Ford Edsel designer Roy Brown Jr. dies at 96
Roy Brown Jr., the defiantly proud designer of the Ford Edsel, the chrome-encrusted, big-grilled set of wheels that went down as one of the worst flops in automotive history, died Feb. 24 at a hospice in Ann Arbor, Mich. He was 96.
He had pneumonia and Parkinson's disease, said his wife, Jeanne Brown.
More than five decades after Brown's creation debuted and promptly vanished from dealerships across the United States, the term "Edsel" remains practically synonymous with failure.
Among auto enthusiasts, however, the car generates deep nostalgia for a bygone era of American motoring -- and a degree of affection that perhaps has proved Brown right in the end.
He was a veteran automotive designer in the mid-1950s when the Ford Motor Co. put him in charge of overseeing a new car. It was to be more sophisticated than the standard Ford, less expensive than the Mercury and so distinctive, he once said, as to be recognized "from a block away."
The new design was named the Edsel in honor of Henry Ford's late son, and only after executives rejected suggestions solicited from poet Marianne Moore, including Intelligent Whale, Ford Faberge, Mongoose Civique and Utopian Turtletop.
In the era of conspicuous consumption, Brown did not build a car for the motorist who drove. He made a behemoth for the driver who cruised -- with room enough for five friends in tow.
What Brown's design lacked in aerodynamics it boasted in flourish. External features included scalloped sides and showy taillights. In a bold departure from the prevailing fashion, he nixed tail fins. "I hated the bloody fins on the Cadillac," he once said. "They were dangerous, too."

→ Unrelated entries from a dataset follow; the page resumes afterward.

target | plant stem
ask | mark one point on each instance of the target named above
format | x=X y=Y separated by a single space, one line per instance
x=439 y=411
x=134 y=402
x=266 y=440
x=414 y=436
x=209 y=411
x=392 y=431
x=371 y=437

The Edsel's most recognizable attribute was its vertical grille, a design throwback. Brown recalled the applause from company President Henry Ford II -- Edsel Ford's eldest son -- when he first saw the design. The company's enthusiasm proved out of sync with American consumers.
"It's almost grotesque," automotive industry analyst Maryann Keller said of the Edsel, citing among the vehicle's flaws its "hundreds of pounds of unnecessary weight in bumpers."
After the car was released in 1957, the grille drew comparisons to an Oldsmobile sucking a lemon, a toilet seat and other cruder images.
Ford had invested $250 million in the venture, according to Automotive News. The original design was altered because of its expense and after engineers warned that the grille might inhibit ventilation.
Marketers were accused of overhyping the car, which sold for $2,300 to $3,800 and which was designed around out-of-date consumer research. By the time Edsels rolled into dealerships, American tastes had shifted and the economy had entered a period of recession.
Ford had hoped to sell 200,000 but ended production by 1960 after the sale of about 118,000. The company lost more than $300,000 a day during the period when the Edsel was in production.
Brown said he "cried in my beer for two days" but then returned to his work with vigor. He attributed the failure to "bad timing."
After the Edsel debacle, Ford transferred Brown to the company's office in England. He was the chief designer of the Consul and the compact Cortina, which Automotive News described as "one of the company's most successful products in Europe" and the bestselling car in Britain in the 1970s.